Is anyone else having a fantasy of having Hil's office mate and adviser trapped in an elevator with Steph's Chatty!Coworker?

Apparently my body decided it was sick after all and gave me a strange flu-like disease. I felt more or less fine yesterday, except for also being ravenously hungry. Then yesterday afternoon I had a half-hour sneezing fit. By 10 I'd lost my voice and now I have lungs full of crap that I'm coughing up with occasional deep coughs, but I'm otherwise starting to feel better. WTF?


beth b - May 27, 2009 10:40:33 am PDT #11163 of 30000
oh joy! Oh Rapture ! I have a brain!

Sounds like things are behaving better,Steph -- if not getting all better.

I have a co-worker that i very hard -working and basically nice. But ... some things are completely beyond her. Th biggest thing is that she eats very well, exercises, and is very healthy. Some one donated a book - sit and be fit-type of book. She was all "that's not exercise". Even after things were explained ( yes some people can't stand for long periods of time )she was skeptical. She is the food questioner. Luckily, I know a lot about food. -- so she gets lectures when she asks me questions.


Steph L. - May 27, 2009 10:42:38 am PDT #11164 of 30000
this mess was yours / now your mess is mine

The cable was out for two hours this morning and I feel like I've survived an amputation...that ain't right, huh? No.

If the internet is out for, like, 30 seconds, I FLIP OUT like a mammal.


erikaj - May 27, 2009 10:45:51 am PDT #11165 of 30000
"already on the kiss-cam with Karl Marx"-

Oh, totally. "Refresh, you piece of shit!"


brenda m - May 27, 2009 10:46:35 am PDT #11166 of 30000
If you're going through hell/keep on going/don't slow down/keep your fear from showing/you might be gone/'fore the devil even knows you're there

If the internet is out for, like, 30 seconds, I FLIP OUT like a mammal.

Totally.


beth b - May 27, 2009 10:48:36 am PDT #11167 of 30000
oh joy! Oh Rapture ! I have a brain!

Last time we lost power -- I was out of the house in 15 min -- looking for free wireless.

When I get those inexplicable needs to just eat and eat and eat -- I try to make sure there is a lot of good for me food in the house. At least I get nutrition.


Jessica - May 27, 2009 10:50:35 am PDT #11168 of 30000
And then Ortus came and said "It's Ortin' time" and they all Orted off into the sunset

If the internet is out for, like, 30 seconds, I FLIP OUT like a mammal.

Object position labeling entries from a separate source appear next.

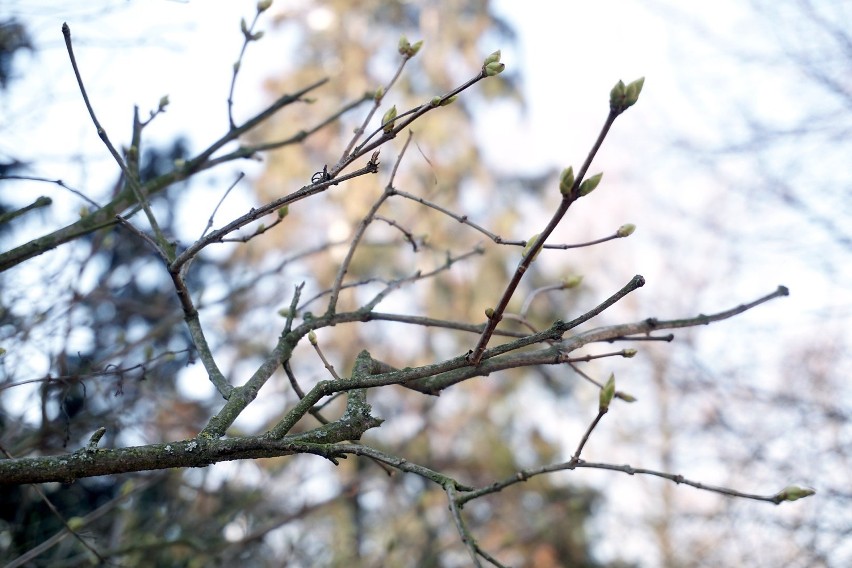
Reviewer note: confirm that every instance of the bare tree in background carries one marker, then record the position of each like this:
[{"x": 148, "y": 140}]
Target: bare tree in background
[
  {"x": 774, "y": 88},
  {"x": 303, "y": 361}
]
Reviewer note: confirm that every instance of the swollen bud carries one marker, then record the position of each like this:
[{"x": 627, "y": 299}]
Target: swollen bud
[
  {"x": 494, "y": 69},
  {"x": 532, "y": 240},
  {"x": 388, "y": 118},
  {"x": 403, "y": 46},
  {"x": 493, "y": 58},
  {"x": 625, "y": 230},
  {"x": 590, "y": 184},
  {"x": 616, "y": 95},
  {"x": 572, "y": 281},
  {"x": 492, "y": 65},
  {"x": 622, "y": 97},
  {"x": 631, "y": 92},
  {"x": 793, "y": 493},
  {"x": 607, "y": 393},
  {"x": 566, "y": 181},
  {"x": 625, "y": 396}
]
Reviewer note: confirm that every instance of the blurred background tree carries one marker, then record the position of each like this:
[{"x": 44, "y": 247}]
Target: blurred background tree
[
  {"x": 106, "y": 294},
  {"x": 110, "y": 338}
]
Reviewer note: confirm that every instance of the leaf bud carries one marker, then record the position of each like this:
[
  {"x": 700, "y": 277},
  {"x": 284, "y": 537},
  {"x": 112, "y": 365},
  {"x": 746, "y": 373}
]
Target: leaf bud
[
  {"x": 626, "y": 397},
  {"x": 616, "y": 95},
  {"x": 403, "y": 46},
  {"x": 794, "y": 493},
  {"x": 388, "y": 119},
  {"x": 566, "y": 181},
  {"x": 532, "y": 240},
  {"x": 494, "y": 68},
  {"x": 607, "y": 393},
  {"x": 493, "y": 58},
  {"x": 590, "y": 184},
  {"x": 572, "y": 281},
  {"x": 625, "y": 230},
  {"x": 631, "y": 92}
]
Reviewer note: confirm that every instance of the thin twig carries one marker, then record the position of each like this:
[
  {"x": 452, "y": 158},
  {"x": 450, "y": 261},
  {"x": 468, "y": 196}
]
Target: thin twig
[
  {"x": 464, "y": 533},
  {"x": 476, "y": 355},
  {"x": 240, "y": 176},
  {"x": 359, "y": 233}
]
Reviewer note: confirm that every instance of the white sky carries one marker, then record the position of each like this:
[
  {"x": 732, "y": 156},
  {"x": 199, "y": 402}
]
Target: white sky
[{"x": 570, "y": 53}]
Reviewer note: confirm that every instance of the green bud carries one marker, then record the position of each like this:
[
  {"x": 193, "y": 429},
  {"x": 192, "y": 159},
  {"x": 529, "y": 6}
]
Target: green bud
[
  {"x": 590, "y": 184},
  {"x": 794, "y": 493},
  {"x": 572, "y": 281},
  {"x": 625, "y": 230},
  {"x": 494, "y": 69},
  {"x": 607, "y": 393},
  {"x": 566, "y": 181},
  {"x": 631, "y": 93},
  {"x": 616, "y": 95},
  {"x": 532, "y": 240},
  {"x": 625, "y": 396},
  {"x": 388, "y": 119},
  {"x": 403, "y": 46}
]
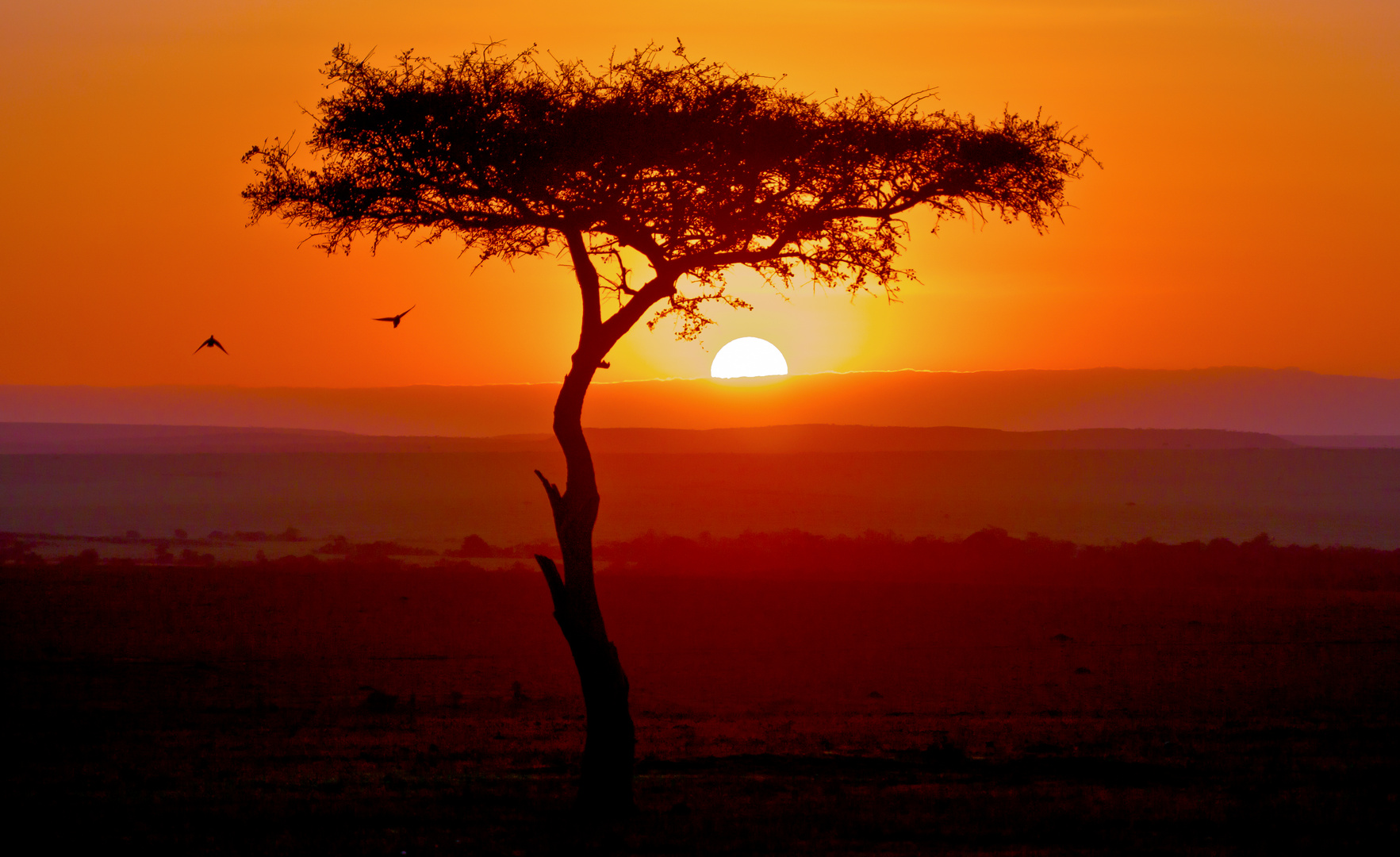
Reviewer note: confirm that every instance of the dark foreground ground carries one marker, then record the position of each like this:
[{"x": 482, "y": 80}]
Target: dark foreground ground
[{"x": 375, "y": 710}]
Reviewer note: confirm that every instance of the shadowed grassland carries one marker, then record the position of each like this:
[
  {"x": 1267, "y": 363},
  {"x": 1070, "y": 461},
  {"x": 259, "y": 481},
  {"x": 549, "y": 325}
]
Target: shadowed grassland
[{"x": 385, "y": 710}]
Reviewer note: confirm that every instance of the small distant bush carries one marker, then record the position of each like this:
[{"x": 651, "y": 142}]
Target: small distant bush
[
  {"x": 475, "y": 547},
  {"x": 83, "y": 560}
]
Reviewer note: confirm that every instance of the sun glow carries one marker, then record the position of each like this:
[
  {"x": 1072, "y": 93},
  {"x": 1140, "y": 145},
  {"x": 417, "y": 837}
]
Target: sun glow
[{"x": 748, "y": 357}]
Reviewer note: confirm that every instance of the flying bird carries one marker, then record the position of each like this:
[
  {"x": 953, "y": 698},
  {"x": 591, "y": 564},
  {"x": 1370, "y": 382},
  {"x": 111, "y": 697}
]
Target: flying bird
[
  {"x": 399, "y": 317},
  {"x": 210, "y": 344}
]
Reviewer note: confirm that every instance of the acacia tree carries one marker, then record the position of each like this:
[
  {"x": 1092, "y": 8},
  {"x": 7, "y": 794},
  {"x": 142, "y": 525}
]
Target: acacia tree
[{"x": 689, "y": 164}]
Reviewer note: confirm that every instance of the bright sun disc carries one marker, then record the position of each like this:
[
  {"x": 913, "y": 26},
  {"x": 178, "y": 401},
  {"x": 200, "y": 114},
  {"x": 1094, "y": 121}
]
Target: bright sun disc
[{"x": 748, "y": 357}]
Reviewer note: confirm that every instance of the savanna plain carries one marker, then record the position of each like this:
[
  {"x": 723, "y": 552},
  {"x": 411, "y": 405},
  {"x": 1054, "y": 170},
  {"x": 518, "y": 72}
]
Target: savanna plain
[{"x": 827, "y": 655}]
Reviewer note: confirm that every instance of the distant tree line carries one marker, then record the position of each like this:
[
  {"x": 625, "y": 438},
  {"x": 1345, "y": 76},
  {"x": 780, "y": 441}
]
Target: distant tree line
[{"x": 990, "y": 556}]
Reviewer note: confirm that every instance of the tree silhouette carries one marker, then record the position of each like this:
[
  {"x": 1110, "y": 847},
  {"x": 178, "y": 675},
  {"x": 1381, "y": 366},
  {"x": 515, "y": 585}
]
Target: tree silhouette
[{"x": 686, "y": 164}]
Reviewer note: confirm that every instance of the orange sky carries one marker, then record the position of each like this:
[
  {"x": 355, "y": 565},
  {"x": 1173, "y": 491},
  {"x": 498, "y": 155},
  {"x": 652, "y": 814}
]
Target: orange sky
[{"x": 1252, "y": 156}]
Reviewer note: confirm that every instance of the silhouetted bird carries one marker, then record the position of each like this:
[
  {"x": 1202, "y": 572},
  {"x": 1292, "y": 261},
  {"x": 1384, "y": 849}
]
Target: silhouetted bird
[
  {"x": 210, "y": 344},
  {"x": 399, "y": 317}
]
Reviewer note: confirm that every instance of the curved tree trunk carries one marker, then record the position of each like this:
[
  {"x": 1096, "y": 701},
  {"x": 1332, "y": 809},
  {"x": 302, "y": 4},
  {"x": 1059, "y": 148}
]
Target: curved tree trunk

This is the number 1 main reason I love my iPhone. I will never have to be without interwebs again.


erikaj - May 27, 2009 10:51:19 am PDT #11169 of 30000
"already on the kiss-cam with Karl Marx"-

When I was taking adaptive exercise, I ate meat in quantities I haven't since.


Sean K - May 27, 2009 10:54:06 am PDT #11170 of 30000
You can't leave me to my own devices; my devices are Nap and Eat. -Zenkitty

Nobody's asking why P-C suddenly knows what a real FBI badge looks like?


amych - May 27, 2009 10:54:08 am PDT #11171 of 30000
Now let us crush something soft and watch it fountain blood. That is a girlish thing to want to do, yes?

This is the number 1 main reason I love my iPhone. I will never have to be without interwebs again.

Yes! I still hate phones, but it's my adorable little redundant internet connection!